The average 30-year fixed-rate mortgage rose above 4% for the first time since May 2017, according to the latest Freddie Mac survey.
Several factors are driving mortgage interest rates
For the week ending January 18, benchmark mortgage interest rates ticked up to levels not seen in more than seven months.
The 30-year fixed-rate mortgage averaged 4.04% — up from 3.99% last week.
“Some may be wondering if this is the last time we’ll see a three handle on the 30-year mortgage rate,” says Len Kiefer, Freddie Mac’s Deputy Chief Economist. “Never say never, but inflation is firming.”
Kiefer also cites strong economic growth and a contracting labor market as factors moving the needle on mortgage rates.
“This means upward pressure on long-term rates, like the 30-year fixed-rate mortgage, is building.”
Meanwhile, rates for 15-year mortgages — which are a great way to reduce debt in half the time versus a 30-year loan — averaged 3.49%. That’s up slightly from 3.44% last week.
What you need to know if you’re shopping for a mortgage
Here are some key pointers to keep in mind as you undertake the process of qualifying for a loan and shopping for a home.
Check your credit score for free
Before applying for a mortgage, you’ll want to check your credit. All the major credit card companies will now give you your real FICO score for free each month. Either look on your statement or check your account online.
Pull a free copy of your credit reports
You want to be sure there are no surprise delinquencies eating up your credit before applying for a mortgage.
You can get free copies of your credit reports at AnnualCreditReport.com.
If there are surprise dings, many times they’ll be small balance bills from a medical provider. Get those things paid off as soon as possible before you apply for a mortgage.
Pre-qualify for a mortgage
When you’re finally ready to get going, be sure to pre-qualify for a mortgage before you start the formal shopping process. By doing this, you can get an idea of what kind of home you can afford and what the monthly payment will look like.

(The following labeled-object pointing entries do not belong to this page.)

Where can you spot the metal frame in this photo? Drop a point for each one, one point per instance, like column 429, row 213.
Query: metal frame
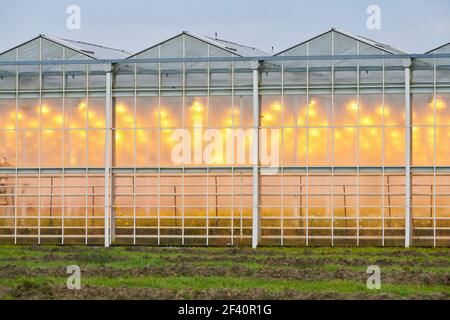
column 110, row 169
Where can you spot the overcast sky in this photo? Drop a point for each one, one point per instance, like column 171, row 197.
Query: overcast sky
column 413, row 25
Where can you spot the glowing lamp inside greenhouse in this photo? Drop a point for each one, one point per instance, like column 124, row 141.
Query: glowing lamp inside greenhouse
column 58, row 119
column 276, row 107
column 44, row 109
column 121, row 109
column 353, row 106
column 197, row 107
column 315, row 132
column 366, row 121
column 439, row 103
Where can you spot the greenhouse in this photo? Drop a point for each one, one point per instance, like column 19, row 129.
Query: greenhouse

Know the right way to go through underwriting
If you and a partner or spouse want to buy a home, you may want to try to qualify for mortgage underwriting on just the income of the person who has a better score.
Unfortunately, most lenders will base your rate on the lower score if you’re a couple — not the higher score.

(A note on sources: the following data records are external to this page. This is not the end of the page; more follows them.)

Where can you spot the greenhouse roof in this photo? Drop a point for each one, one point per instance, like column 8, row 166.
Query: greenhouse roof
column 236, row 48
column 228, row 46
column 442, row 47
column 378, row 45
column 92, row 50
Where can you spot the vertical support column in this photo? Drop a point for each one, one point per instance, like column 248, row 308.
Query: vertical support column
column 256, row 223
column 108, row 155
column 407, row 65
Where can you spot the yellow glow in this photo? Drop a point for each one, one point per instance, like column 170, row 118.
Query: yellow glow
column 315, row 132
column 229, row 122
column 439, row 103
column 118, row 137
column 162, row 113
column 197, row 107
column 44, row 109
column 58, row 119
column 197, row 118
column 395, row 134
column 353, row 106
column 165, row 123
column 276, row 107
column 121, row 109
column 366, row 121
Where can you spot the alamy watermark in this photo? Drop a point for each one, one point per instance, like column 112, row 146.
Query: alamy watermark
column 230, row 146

Be sure you get more than one quote
Most people only get one mortgage quote. That’s the wrong way to go about it. You’ll want to get quotes from multiple lenders to get access to the best deals.
Check with a local bank or credit union and maybe even get an online quote or two. Credit unions in particular offer creative mortgage terms that can save you money.

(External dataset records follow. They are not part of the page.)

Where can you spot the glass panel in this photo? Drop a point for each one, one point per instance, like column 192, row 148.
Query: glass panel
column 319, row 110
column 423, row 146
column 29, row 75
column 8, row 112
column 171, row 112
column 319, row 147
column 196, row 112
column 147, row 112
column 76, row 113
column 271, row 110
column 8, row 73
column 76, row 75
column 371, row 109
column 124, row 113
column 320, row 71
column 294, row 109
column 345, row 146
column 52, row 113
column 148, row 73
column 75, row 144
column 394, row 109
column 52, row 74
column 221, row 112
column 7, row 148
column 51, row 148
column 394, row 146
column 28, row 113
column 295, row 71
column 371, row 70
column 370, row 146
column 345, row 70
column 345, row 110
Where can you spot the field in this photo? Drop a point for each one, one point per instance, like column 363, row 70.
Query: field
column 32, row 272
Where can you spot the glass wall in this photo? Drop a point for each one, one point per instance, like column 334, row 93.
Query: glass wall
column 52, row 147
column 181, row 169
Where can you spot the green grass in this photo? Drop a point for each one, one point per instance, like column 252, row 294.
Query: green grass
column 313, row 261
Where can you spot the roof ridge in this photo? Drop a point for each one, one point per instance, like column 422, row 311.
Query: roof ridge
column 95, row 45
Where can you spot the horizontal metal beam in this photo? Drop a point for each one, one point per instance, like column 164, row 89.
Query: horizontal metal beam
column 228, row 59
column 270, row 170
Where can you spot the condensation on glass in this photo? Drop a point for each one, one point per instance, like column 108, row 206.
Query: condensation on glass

Do all your shopping for mortgage rates within a window of time
Each time a lender pulls your credit to give you a quote for a mortgage interest rate, it will ding your credit file. You can minimize the damage by getting all quotes within a 14-day period.
That way it doesn’t look the credit bureaus like you’re applying for multiple loans from multiple lenders each time!
Know the junk fees
When you apply for a mortgage, you’ll face a variety of junk fees. Many of them can negotiated down or away altogether. Know the junk fees so you can take action!
Get your down payment together
The FHA Loan Program generally lets you bring the least amount of money to the closing table possible. Most FHA loans require only a 3.5% down payment. If you don’t go the FHA route, many loans will require 20% down payment.